A quick-witted and affable guy who wears an earring and casual clothes, there was a time when Ed wasn't so nice. He sent spam to recovering gambling addicts enticing them to gambling Web sites. He used e-mail addresses of people known to have bought antianxiety medication or antidepressants and targeted them with pharmaceutical spam.
In short, Ed said he was "basically what people hate about the Internet."
He spent 10 hours a day, seven days a week studying how to send spam and avoid filtering technologies in security software designed to weed out garbage e-mail. Most spam filters are effective 99 percent of the time; he aimed for that remaining window, using tricks such as including slightly different images in his spam, which can fool filters into thinking the e-mail is legitimate.
"The better I got at spam, the more money I made," Ed said.
He would start a spam run by finding an online merchant who wanted to sell a product. Then he'd acquire a list of e-mail addresses -- another commodity that has spawned its own market in the world of spam. He'd also set up a domain name, included as a link in a spam message, that, if clicked, would redirect the recipient to the merchant's Web site, enabling Ed to get credit for the referral.

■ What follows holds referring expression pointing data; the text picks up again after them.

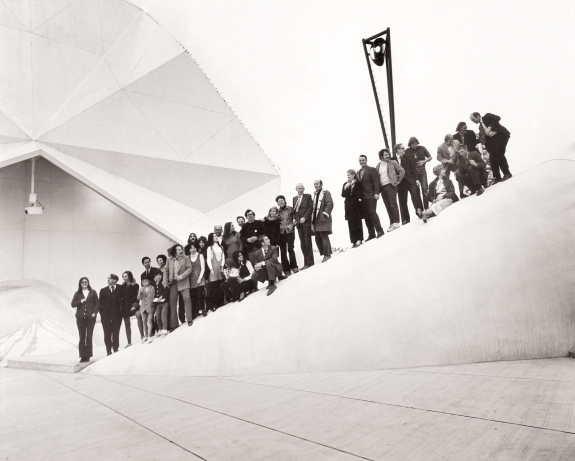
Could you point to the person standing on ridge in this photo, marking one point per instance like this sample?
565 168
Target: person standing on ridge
422 156
369 179
321 219
496 139
302 205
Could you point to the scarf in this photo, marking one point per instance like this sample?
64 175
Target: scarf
317 203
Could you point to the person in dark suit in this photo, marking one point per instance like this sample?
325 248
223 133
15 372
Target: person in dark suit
111 313
409 183
302 206
250 233
149 271
321 219
85 301
352 193
471 170
267 267
465 136
129 290
496 138
370 186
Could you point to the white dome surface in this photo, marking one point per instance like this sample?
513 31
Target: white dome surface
35 319
491 278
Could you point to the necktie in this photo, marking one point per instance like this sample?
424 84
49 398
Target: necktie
316 199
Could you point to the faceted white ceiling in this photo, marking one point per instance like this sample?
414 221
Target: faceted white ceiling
101 89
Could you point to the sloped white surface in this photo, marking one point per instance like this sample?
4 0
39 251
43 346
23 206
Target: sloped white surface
491 278
35 319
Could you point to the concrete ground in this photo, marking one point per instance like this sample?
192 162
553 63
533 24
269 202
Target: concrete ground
523 410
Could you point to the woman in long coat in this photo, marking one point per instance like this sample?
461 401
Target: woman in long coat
352 191
85 301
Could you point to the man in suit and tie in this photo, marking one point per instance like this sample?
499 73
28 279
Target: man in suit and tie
447 154
177 277
370 185
302 209
149 271
111 314
266 264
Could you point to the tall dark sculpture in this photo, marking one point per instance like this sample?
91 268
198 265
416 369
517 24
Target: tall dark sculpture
380 54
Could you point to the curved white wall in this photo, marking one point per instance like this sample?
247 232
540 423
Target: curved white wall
492 278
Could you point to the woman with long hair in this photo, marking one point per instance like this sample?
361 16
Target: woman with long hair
85 301
215 261
272 225
192 238
197 282
352 193
231 240
239 282
129 291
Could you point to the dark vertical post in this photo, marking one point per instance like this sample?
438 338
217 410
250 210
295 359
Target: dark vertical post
375 94
390 87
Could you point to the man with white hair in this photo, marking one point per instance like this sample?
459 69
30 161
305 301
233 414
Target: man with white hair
302 205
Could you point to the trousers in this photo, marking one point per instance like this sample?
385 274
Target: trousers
371 218
162 310
287 254
111 327
304 233
85 329
389 197
323 243
402 190
174 292
422 176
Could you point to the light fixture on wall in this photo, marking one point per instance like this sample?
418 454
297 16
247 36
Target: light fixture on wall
35 206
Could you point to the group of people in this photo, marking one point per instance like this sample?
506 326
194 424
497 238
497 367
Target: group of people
206 273
477 161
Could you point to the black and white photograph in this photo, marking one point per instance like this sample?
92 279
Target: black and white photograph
309 230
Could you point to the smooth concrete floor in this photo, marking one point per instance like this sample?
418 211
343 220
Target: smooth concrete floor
523 410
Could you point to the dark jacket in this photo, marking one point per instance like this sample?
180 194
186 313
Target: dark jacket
420 153
129 298
86 309
153 272
111 304
161 291
304 211
272 230
254 229
369 182
492 121
469 139
410 167
352 202
448 187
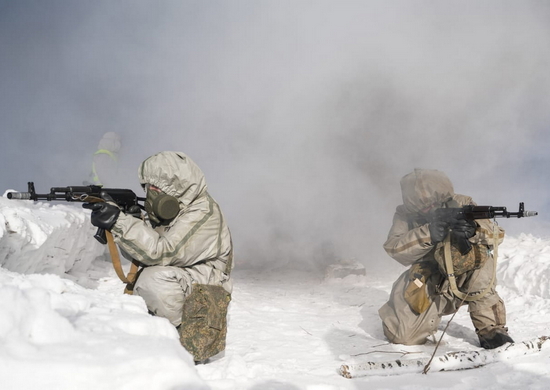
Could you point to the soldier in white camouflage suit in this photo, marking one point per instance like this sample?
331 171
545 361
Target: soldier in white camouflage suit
423 293
185 247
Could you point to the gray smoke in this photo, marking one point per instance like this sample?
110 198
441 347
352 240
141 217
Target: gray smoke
304 115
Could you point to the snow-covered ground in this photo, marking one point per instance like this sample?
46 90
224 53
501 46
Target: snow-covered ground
65 324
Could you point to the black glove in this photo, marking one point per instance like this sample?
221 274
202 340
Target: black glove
438 231
463 228
104 215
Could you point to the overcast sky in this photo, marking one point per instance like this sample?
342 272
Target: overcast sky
304 115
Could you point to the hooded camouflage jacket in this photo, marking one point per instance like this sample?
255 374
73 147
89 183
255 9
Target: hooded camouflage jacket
409 237
198 239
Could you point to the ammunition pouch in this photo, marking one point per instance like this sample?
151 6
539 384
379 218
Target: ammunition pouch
416 293
474 259
204 323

The spam would then be sent from a network of hacker-controlled computers, called botnets. Those machines are often consumer PCs infected with malicious software that a hacker can control. Ed would "rent" time on those computers from another group of hackers that specialized in creating botnets.
If one of the spam recipients bought something, Ed would get a percentage of the sale. For pharmaceuticals the commission was around 50 percent, he said.
Response rates to spam tend to be a fraction of 1 percent. But Ed said he once got a 30 percent response rate for a campaign. The product? A niche type of adult entertainment: photos of fully clothed women popping balloons.
To track the money, merchants set up a "referral sales page" where spammers can see how much they make from a spam run. Ed would log in frequently, watching the money increase. He was paid into electronic payment transfer accounts, such as e-gold or PayPal, or into his debit card account, which he could cash out in $20 bills.
That became problematic when the cash became voluminous. He says he made $480,000 his last year of spamming. But the lifestyle of being a spammer was taking a toll. In essence, he had no life.